Witnesses for Washington-St. Tammany testified that underground facilities into Pine Grove Subdivision to Lot 74 were built at no cost to the developer because it was a primary circuit (7620 volt line) and that no service by the cooperative was extended to any lot within 300 feet of the CLECO electric lines.
Accordingly, it is the opinion of the Commission that the complaint of CLECO be DISMISSED.
BY ORDER OF THE COMMISSION BATON ROUGE, LOUISIANA June 20, 1977.”

. This court has often stated that a ruling of the Commission must be supported by some factual evidence. In Louisiana Power & Light Co. v. Louisiana Public Service Commission, 343 So.2d 1040, 1044 (La.1977), we explained: “Further, while a ruling of the commission may be deemed arbitrary unless supported by some factual evidence, the function of the court on judicial review is not to re-weigh and re-evaluate the evidence and to substitute its judgment for that of the administrative agency constitutionally entrusted with regulation of the matter. Truck Service, Inc. v. Louisiana Public Service Com’n., 263 La. 588, 268 So.2d 666 (1972). As reiterated in Rubion Transfer and Storage Co. v. Louisiana Public Service Commission, 240 La. 440, 123 So.2d 880, 884 (1960): ‘ * * * Whenever the Public Service Commission, in the issuing of an order, has acted within its power, and not arbitrarily or grossly contrary to the evidence, and when no error of law has been committed, the court must not substitute its judgment for that of the commission, or consider the expediency or wisdom of the order, or say whether on like evidence the court would have made a similar ruling.’ ” (Emphasis added).

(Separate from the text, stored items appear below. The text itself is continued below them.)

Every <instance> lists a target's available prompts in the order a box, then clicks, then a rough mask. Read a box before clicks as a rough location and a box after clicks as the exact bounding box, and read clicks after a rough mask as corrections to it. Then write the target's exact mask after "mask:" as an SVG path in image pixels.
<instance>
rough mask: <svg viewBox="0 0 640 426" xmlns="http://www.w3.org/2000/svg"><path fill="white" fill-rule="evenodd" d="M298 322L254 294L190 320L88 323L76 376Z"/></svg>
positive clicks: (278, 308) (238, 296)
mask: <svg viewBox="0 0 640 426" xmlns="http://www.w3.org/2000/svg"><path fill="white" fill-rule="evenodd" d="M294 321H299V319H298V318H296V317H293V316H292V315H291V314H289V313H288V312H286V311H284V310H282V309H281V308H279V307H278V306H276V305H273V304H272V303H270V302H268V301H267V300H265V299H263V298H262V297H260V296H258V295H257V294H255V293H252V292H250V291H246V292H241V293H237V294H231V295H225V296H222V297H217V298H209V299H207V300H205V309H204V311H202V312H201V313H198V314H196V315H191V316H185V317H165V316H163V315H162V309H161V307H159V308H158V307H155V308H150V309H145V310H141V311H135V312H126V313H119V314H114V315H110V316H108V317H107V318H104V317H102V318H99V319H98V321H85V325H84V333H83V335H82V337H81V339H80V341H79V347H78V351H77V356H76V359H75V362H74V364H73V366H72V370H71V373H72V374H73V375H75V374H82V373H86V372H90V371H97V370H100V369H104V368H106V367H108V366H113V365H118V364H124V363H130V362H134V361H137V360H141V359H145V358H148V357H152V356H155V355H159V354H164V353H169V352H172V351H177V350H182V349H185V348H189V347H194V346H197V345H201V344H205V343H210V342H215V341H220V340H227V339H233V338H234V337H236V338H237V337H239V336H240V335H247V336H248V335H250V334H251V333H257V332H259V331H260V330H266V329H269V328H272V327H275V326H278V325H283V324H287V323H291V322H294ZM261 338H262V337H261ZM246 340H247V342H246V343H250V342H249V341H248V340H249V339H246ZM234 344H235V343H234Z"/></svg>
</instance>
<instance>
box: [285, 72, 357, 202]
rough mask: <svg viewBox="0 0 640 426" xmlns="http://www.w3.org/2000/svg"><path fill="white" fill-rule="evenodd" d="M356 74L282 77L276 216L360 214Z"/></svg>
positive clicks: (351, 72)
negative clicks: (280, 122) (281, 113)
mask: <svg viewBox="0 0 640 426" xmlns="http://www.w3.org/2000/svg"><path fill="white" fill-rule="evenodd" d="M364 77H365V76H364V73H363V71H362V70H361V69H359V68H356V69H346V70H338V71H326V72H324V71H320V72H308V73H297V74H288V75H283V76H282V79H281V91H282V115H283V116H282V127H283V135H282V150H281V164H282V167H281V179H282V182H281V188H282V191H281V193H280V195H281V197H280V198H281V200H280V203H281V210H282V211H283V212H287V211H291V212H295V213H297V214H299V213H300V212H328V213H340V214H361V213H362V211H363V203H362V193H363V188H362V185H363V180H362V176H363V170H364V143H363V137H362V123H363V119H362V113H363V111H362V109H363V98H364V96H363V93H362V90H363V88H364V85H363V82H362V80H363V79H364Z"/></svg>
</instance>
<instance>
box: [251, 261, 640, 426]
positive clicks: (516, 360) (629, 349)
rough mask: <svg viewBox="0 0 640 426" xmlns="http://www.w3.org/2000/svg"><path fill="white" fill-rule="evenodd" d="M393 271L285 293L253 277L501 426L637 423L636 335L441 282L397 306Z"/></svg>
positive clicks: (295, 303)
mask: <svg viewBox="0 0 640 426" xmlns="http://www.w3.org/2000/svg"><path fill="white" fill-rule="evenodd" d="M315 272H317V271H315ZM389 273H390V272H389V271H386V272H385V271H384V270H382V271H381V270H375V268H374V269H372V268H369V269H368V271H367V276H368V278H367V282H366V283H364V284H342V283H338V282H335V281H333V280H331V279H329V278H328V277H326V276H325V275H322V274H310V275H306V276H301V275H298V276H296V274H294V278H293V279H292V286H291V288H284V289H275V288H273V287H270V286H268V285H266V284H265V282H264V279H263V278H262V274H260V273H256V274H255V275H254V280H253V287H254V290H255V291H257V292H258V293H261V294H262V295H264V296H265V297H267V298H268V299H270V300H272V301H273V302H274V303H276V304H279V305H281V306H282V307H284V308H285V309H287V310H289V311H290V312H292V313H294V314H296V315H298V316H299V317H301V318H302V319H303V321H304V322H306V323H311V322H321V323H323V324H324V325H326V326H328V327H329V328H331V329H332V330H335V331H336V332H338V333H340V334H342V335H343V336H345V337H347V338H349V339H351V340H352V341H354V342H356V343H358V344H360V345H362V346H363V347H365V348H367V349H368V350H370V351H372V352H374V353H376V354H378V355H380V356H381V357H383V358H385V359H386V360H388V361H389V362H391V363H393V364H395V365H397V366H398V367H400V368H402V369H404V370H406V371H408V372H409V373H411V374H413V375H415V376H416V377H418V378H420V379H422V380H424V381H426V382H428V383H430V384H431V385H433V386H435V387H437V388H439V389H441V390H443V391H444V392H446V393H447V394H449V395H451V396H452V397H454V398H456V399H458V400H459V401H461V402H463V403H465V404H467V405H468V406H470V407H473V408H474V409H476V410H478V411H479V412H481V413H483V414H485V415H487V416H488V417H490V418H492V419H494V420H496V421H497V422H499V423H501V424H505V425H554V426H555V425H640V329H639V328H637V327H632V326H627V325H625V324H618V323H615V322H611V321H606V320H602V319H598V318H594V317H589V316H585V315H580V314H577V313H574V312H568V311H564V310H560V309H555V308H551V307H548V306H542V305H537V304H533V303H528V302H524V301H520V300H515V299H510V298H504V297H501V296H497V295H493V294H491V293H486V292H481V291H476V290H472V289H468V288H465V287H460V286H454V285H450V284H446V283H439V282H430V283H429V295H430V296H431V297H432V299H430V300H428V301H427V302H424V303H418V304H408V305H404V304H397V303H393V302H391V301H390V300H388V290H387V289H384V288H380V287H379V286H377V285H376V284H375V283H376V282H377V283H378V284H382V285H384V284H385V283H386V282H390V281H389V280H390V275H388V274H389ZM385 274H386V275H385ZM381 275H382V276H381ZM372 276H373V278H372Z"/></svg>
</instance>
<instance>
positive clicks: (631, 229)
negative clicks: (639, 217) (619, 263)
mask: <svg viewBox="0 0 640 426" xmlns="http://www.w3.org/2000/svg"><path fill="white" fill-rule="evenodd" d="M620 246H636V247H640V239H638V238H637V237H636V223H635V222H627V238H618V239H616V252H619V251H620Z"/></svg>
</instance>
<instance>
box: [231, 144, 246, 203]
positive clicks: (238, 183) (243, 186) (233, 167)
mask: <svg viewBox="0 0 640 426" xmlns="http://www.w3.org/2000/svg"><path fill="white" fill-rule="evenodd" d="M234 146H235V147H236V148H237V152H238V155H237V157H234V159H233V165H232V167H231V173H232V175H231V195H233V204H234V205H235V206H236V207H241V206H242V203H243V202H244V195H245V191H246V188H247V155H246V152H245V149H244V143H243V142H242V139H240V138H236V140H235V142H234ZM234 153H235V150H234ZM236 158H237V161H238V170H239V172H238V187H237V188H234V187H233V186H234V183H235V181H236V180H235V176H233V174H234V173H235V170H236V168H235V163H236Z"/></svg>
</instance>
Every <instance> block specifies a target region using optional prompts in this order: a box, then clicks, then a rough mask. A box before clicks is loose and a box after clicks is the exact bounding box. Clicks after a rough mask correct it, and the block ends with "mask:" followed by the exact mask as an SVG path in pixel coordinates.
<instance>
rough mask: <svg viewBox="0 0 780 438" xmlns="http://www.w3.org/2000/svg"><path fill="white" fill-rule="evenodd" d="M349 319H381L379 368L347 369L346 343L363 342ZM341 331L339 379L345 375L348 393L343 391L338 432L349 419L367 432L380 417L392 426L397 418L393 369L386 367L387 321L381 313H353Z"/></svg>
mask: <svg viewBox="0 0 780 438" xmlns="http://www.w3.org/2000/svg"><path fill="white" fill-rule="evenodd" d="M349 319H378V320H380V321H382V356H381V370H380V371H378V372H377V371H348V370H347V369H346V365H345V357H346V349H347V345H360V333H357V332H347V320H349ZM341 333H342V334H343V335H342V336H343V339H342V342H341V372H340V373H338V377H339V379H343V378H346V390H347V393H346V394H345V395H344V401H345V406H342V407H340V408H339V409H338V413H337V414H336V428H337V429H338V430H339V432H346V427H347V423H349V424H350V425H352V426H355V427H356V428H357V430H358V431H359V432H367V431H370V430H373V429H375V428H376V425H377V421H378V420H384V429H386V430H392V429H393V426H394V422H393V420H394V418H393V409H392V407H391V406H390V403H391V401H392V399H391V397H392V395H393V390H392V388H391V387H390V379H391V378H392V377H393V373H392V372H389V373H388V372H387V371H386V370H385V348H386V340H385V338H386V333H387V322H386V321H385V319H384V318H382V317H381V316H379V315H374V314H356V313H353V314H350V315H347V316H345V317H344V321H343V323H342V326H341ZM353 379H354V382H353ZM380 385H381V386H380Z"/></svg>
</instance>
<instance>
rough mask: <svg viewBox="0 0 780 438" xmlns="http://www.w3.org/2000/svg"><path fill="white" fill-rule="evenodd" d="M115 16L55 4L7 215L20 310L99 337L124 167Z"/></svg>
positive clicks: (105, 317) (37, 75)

. Concerning promotional practices the Commission ordered:

“A) No public utility shall, individually, or through agents, persons, firms, or corporations acting on its behalf, directly or indirectly, grant, give, or permit any payment, rebate, preference or prize, or discrimination of any sort, including the granting or denial of any utility service, for the purpose of enticing, persuading or causing a utility subscriber or potential subscriber to deal with or take any service of such public utility or any of its affiliates in preference to the service of any other public utility, including, but not by way of limitation: 1) Waiver of any tariff provision requiring the posting or payment by any means of service charges, line extension charges, facilities charges of any sort, or deposits;
*503
B) No public utility shall offer or provide services or any other thing of value to any subscriber or potential subscriber, developer, architect, builder, investor, or other person which offering of service has not been previously approved by the Louisiana Public Service Commission.
C) The term public utility shall include electric cooperatives and public utility activity or service under the jurisdiction of the Commission.” (Emphasis added).
For a full text of this order, see Barras v. Louisiana Public Service Commission, 331 So.2d 842 (La.1976).